P-values, statistics, and historical science
I stumbled across a series of articles about P-values on fivethirtyeight.com that explore how P-values are used and interpreted by scientists. One of the articles includes reporting about a recently-published statement by the American Statistical Association on P-values, which concludes “Informally, a p-value is the probability under a specified statistical model that a statistical summary of the data (for example, the sample mean difference between two compared groups) would be equal to or more extreme than its observed value.” The full statement goes on to list a number of qualifying statements (given that it was written by a board of ~20 academics, it’s a miracle that there are only six items on this list).
- P-values can indicate how incompatible the data are with a specified statistical model.
- P-values do not measure the probability that the studied hypothesis is true, or the probability that the data were produced by random chance alone.
- Scientific conclusions and business or policy decisions should not be based only on whether a p-value passes a specific threshold.

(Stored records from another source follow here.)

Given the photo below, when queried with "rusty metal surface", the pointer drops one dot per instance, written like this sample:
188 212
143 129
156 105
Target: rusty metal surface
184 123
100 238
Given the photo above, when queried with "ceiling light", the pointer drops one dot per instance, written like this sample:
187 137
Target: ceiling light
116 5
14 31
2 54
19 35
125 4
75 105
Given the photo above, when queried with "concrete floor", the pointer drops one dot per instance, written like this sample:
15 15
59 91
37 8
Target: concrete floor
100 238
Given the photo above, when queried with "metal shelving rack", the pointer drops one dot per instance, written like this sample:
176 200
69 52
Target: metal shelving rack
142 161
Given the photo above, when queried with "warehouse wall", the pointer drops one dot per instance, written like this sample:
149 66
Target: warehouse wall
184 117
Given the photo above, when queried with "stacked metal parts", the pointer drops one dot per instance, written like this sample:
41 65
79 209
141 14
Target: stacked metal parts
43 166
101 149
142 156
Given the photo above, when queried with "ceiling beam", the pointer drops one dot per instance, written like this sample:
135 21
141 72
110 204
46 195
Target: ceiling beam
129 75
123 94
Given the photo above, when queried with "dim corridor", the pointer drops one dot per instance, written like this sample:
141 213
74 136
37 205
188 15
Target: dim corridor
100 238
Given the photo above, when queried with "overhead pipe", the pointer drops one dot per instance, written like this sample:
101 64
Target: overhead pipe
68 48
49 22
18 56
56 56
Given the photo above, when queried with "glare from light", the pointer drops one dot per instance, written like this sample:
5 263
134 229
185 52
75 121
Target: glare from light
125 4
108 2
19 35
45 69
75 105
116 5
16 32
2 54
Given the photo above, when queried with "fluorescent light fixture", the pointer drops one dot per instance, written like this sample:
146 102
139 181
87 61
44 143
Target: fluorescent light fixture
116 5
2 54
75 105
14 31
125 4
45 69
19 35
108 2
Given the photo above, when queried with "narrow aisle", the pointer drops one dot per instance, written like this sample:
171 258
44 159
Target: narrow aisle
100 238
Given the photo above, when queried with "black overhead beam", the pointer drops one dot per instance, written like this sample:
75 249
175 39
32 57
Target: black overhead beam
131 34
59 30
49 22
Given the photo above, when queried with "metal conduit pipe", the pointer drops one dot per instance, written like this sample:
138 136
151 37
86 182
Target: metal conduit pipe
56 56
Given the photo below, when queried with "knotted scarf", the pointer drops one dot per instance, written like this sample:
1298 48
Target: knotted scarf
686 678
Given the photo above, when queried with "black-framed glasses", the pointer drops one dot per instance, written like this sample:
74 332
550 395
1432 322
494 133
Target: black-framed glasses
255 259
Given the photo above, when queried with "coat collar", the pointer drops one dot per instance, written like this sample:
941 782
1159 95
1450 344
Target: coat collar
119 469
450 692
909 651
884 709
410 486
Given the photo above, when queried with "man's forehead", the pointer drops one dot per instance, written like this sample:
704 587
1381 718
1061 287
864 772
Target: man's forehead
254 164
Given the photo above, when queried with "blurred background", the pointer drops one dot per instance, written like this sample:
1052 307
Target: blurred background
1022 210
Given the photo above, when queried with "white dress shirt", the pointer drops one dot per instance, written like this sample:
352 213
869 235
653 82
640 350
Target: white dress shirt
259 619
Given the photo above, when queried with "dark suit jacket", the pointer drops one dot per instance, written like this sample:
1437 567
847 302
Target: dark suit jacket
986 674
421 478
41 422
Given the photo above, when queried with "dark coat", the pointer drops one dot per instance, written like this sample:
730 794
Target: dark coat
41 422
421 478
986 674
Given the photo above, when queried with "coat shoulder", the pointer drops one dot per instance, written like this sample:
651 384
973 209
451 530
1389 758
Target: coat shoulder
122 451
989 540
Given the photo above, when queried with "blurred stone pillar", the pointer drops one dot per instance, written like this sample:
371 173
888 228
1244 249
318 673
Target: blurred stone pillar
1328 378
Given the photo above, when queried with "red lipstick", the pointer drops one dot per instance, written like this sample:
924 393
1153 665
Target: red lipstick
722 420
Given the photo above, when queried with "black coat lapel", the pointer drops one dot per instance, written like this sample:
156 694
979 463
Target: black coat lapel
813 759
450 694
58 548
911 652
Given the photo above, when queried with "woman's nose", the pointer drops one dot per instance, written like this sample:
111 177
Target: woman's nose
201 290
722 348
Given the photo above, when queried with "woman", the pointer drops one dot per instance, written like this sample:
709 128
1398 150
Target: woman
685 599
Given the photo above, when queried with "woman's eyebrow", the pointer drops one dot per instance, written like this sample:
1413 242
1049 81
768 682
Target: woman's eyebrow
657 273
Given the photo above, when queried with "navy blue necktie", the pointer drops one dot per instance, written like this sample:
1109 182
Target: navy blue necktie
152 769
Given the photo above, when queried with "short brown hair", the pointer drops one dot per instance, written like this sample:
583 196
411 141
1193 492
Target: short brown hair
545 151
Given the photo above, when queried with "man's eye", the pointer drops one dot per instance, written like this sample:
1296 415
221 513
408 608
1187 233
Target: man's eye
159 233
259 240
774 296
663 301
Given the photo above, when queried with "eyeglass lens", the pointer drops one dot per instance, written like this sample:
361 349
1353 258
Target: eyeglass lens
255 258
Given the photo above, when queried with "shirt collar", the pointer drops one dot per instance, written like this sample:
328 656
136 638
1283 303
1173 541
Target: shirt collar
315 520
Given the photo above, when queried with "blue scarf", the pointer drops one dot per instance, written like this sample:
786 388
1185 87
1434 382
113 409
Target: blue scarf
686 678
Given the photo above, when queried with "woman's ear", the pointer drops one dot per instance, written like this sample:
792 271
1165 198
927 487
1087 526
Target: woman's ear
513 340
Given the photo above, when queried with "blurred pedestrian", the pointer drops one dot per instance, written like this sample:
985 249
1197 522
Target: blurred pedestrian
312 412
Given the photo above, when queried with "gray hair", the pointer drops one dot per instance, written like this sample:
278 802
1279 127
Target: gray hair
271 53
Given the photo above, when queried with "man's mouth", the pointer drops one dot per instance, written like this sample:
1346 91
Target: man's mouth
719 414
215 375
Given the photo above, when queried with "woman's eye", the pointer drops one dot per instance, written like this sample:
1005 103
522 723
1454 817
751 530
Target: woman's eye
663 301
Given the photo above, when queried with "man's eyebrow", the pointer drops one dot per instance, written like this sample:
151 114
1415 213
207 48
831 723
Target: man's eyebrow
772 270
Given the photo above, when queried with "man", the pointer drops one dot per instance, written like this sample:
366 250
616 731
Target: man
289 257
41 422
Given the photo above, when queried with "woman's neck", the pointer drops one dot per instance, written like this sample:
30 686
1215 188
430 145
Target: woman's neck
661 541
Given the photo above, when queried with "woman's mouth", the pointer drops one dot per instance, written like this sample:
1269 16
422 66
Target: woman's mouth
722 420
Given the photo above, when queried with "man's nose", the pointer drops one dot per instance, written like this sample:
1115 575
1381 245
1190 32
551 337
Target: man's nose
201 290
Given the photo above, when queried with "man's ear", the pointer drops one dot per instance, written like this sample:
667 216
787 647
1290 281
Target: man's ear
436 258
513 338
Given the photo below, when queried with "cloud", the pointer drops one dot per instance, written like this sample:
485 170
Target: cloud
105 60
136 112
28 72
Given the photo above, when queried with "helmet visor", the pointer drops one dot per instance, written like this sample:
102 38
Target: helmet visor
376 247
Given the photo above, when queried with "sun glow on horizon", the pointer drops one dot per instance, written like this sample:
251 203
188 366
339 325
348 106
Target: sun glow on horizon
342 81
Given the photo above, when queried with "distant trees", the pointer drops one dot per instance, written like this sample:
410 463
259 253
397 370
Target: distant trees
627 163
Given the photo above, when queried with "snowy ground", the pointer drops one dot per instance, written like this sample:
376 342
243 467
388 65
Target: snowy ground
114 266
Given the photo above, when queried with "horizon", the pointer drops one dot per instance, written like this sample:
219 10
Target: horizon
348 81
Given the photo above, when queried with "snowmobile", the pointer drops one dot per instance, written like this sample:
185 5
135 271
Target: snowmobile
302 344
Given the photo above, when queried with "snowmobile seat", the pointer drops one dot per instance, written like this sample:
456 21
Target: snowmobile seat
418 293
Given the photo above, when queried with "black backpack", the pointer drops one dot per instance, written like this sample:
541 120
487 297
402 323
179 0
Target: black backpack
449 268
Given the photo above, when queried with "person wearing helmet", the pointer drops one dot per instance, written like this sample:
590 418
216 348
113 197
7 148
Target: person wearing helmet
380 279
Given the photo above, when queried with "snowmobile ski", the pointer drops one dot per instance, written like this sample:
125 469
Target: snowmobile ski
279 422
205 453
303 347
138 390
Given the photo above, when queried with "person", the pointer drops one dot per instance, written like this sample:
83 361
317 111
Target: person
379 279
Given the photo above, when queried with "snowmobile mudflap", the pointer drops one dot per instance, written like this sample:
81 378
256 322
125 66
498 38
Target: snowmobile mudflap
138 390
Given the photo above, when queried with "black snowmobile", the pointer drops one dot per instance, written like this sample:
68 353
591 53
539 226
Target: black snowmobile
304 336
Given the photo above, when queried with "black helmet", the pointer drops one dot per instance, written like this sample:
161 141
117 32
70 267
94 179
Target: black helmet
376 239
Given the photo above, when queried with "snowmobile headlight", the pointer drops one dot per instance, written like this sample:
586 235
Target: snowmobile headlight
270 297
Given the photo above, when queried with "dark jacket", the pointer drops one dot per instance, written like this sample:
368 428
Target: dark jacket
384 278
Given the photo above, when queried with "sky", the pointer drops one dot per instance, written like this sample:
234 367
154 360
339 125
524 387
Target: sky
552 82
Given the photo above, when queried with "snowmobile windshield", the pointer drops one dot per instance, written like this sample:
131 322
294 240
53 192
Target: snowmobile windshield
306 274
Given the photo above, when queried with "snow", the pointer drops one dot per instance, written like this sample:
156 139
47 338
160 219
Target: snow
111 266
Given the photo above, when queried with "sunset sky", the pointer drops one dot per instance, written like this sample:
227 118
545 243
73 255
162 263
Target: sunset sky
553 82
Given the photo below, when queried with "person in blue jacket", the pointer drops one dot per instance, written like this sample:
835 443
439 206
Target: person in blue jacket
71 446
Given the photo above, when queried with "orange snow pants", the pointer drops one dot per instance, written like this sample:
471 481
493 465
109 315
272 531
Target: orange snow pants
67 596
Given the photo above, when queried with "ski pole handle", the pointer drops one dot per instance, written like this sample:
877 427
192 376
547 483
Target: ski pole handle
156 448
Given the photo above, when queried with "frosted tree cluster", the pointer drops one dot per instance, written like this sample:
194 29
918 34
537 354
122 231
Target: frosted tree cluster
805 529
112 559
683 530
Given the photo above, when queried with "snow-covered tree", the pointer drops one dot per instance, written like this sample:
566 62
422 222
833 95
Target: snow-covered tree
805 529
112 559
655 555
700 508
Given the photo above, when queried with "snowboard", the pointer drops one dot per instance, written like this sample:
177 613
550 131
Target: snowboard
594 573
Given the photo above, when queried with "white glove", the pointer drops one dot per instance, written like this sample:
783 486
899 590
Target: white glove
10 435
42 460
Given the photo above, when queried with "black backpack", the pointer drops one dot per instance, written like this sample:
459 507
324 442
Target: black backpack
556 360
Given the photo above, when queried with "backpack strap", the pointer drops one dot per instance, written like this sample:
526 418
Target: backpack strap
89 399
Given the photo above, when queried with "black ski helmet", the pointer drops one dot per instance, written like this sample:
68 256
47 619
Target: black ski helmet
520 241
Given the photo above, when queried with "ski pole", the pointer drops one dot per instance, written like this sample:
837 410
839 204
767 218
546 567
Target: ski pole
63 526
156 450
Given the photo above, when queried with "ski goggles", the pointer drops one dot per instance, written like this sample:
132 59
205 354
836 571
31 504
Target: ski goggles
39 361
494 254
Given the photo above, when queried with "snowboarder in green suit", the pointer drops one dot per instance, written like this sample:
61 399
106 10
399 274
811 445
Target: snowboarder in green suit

- Proper inference requires full reporting and transparency.
- A p-value, or statistical significance, does not measure the size of an effect or the importance of a result.
- By itself, a p-value does not provide a good measure of evidence regarding a model or hypothesis.
The full report is well worth reading, but in a lot of ways many of the scientific disciplines that I am familiar with appear to be moving away from P-values in favor of Bayesian or information theoretic approaches. This particularly makes sense in a historical science such as phylogeography, where frequentist approaches to hypothesis testing typically rely on parametric simulation, which may be difficult given the considerably uncertainty around important parameters. My favorite introduction to these topics is the book Model Based Inference in the Life Sciences by David Anderson.